Rosângela sofreu traumatismo craniano e não resistiu aos ferimentos; morreu na noite de quinta-feira no Hospital Evangélico. Em respeito à vontade da recicladora, a família autorizou a doação. Rins e o fígado foram encaminhados para a Central Estadual de Transplantes. "É um gesto nobre que todos nós da família pretendemos repetir. De alguma forma, ela continua viva", comentou a irmã Rosemeire Diniz Gomez, de 42 anos, durante o enterro, realizado no final da tarde de ontem na Capela 2 do Cemitério Jardim da Saudade, na zona norte.
Exemplos como o da família de Rosângela têm feito o número de transplantes aumentar nos últimos anos no Paraná. De 2010 a 2015, as doações de órgãos no Estado quase triplicaram, ao passar de 184 para 541 procedimentos. No ano passado, os 350 transplantes de rim foram maioria, equivalente a 64% do total. Em seguida aparece o transplante de fígado (132), coração (38) e pâncreas (21). A previsão é que este ano os dados tenham novo crescimento. Ao analisar os dados do primeiro bimestre, as doações gerais aumentaram passaram de 70 para 81, alta de 15%.

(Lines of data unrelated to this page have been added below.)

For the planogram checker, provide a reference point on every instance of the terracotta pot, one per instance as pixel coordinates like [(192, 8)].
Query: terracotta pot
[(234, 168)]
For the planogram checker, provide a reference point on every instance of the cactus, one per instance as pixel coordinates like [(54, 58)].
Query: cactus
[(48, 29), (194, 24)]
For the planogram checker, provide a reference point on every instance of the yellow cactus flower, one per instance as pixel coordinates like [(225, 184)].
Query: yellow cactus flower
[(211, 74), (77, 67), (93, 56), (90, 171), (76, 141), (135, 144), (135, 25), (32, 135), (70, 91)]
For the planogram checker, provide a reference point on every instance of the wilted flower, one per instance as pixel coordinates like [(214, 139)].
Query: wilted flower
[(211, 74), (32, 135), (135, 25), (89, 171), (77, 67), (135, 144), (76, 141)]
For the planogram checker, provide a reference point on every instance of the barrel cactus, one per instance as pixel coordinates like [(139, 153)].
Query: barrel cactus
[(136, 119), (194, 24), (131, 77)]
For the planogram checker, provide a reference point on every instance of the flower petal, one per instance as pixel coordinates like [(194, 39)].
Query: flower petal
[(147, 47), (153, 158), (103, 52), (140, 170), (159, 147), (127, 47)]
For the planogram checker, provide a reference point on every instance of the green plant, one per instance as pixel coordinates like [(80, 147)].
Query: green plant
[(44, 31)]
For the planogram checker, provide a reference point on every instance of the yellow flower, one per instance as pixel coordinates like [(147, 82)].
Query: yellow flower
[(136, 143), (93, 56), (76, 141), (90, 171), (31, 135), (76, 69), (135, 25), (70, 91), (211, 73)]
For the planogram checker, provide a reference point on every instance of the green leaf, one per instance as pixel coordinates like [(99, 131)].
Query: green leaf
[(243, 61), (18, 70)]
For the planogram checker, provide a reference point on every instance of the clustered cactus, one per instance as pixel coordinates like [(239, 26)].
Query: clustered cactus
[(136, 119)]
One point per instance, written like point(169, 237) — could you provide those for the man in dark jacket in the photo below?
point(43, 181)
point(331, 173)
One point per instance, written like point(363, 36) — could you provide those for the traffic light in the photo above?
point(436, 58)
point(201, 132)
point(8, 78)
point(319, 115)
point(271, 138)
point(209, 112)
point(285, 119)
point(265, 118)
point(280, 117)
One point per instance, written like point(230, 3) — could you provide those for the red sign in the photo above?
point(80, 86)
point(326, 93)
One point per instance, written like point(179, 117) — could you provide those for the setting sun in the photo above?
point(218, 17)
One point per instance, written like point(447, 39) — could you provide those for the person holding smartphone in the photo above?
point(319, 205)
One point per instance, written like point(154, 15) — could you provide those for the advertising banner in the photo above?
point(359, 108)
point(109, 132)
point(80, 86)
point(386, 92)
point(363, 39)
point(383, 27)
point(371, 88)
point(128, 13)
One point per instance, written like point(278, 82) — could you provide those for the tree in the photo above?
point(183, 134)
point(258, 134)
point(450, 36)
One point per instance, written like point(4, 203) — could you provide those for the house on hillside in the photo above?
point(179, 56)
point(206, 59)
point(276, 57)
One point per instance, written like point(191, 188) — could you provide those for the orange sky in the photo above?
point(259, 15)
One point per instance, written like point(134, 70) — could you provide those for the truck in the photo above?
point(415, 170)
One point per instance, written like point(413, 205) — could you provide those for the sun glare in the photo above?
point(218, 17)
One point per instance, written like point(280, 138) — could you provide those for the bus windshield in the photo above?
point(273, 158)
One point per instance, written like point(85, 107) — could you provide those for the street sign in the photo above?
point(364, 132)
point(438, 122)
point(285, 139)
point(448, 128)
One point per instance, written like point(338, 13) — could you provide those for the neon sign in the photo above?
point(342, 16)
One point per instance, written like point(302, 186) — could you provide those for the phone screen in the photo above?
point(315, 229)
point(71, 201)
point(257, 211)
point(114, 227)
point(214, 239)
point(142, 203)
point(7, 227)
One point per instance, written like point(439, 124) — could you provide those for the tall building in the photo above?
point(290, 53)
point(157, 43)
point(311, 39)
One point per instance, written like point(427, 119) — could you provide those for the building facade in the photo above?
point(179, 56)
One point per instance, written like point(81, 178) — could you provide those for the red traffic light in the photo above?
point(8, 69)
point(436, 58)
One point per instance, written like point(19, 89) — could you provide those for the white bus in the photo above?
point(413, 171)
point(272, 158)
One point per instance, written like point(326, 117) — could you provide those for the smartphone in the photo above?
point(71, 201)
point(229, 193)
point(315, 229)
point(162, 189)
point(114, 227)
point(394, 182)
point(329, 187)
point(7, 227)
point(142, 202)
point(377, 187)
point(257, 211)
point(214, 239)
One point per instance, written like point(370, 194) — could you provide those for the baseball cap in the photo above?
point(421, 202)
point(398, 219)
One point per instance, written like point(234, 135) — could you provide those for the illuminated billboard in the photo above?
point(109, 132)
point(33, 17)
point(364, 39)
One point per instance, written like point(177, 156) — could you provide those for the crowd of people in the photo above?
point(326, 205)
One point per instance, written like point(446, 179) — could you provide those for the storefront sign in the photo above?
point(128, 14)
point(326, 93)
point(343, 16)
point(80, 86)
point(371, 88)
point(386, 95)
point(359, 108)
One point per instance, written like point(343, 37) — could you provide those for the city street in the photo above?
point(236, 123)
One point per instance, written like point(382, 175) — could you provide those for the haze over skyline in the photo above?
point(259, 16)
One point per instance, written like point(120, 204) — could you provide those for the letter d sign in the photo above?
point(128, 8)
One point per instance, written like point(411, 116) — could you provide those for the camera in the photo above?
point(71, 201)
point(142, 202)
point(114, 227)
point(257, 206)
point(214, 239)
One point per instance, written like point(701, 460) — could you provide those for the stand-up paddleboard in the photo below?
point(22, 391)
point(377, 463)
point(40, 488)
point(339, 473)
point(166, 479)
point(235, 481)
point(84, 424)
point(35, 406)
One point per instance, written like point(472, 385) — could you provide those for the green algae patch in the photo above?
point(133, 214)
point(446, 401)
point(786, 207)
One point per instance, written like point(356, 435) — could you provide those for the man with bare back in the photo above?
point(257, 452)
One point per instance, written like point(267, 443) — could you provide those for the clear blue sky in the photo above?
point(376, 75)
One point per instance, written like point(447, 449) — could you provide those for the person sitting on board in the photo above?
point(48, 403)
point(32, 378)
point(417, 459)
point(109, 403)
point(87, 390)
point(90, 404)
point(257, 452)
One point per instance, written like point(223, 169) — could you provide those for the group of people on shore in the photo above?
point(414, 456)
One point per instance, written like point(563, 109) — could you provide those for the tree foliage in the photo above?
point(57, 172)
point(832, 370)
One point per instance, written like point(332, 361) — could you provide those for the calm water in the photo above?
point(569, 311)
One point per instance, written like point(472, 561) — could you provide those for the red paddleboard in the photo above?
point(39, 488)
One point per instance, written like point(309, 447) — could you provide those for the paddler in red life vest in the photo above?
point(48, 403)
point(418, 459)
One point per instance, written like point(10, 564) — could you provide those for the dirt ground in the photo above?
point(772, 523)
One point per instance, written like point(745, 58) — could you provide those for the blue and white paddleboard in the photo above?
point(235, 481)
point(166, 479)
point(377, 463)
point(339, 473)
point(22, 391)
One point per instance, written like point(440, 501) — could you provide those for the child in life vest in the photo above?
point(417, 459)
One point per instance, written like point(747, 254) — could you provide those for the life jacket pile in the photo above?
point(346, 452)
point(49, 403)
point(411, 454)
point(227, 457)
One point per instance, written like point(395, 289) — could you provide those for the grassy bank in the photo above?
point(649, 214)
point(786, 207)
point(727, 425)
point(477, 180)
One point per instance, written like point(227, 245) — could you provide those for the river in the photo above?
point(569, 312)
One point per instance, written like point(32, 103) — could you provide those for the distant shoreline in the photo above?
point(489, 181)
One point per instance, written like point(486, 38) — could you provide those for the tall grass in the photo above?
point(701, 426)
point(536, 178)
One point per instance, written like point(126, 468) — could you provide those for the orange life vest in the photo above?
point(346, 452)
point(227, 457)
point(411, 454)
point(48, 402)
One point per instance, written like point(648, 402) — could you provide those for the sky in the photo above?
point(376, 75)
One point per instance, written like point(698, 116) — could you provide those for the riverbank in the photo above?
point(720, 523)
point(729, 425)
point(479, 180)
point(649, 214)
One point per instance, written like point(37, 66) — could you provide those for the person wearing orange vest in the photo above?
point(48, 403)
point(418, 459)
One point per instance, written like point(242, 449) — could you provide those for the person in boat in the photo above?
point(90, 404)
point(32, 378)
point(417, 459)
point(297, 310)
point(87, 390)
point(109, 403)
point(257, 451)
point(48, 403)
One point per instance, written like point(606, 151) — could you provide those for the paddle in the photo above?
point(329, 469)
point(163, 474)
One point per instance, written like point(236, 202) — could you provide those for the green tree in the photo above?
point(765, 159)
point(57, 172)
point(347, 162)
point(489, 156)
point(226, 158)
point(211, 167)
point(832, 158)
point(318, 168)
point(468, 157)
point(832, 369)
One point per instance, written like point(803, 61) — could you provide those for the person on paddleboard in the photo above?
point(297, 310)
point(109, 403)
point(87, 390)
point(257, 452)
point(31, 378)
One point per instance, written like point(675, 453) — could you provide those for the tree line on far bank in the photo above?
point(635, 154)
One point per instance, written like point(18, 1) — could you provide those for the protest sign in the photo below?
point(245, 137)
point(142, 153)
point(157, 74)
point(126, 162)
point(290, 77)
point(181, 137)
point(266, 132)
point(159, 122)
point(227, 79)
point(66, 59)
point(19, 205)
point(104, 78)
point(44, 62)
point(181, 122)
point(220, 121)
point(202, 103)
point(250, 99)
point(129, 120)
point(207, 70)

Segundo relatório da Central Estadual de Transplantes, a principal causa da não doação de órgãos diante de uma notificação é a recusa familiar. Em 2010, em 380 óbitos de potenciais doadores, 113 casos foram impedidos pela negativa da família. Já no ano passado, de 793 notificações, 195 não se concretizaram pela rejeição dos parentes. Apesar do maior número de negativas, a proporção diminui nos anos analisados.
Para a chefe da Central de Transplantes da Região Norte, Ogle Bacchi de Souza, as campanhas de conscientização devem ser realizadas constantemente, buscando quebrar preconceito e levar informação à população. "O desconhecimento pode fazer com que as pessoas deixem de doar e até aceitar os órgãos. Por isso, é importante informar todos os públicos, para que estejam sensibilizados e possam disseminar essa campanha", destacou.
A mãe de Rosângela, a dona de casa Cleuza Oliveira Diniz, de 65 anos, considera egoísmo deixar que os órgãos se percam. "Por que não doar e ajudar a salvar várias vidas ao invés de deixar se perder? Devemos sempre procurar fazer o bem", disse. Rosângela deixou três filhos e uma neta. A Delegacia de Acidentes de Trânsito de Londrina abriu inquérito para apurar as causas do desastre.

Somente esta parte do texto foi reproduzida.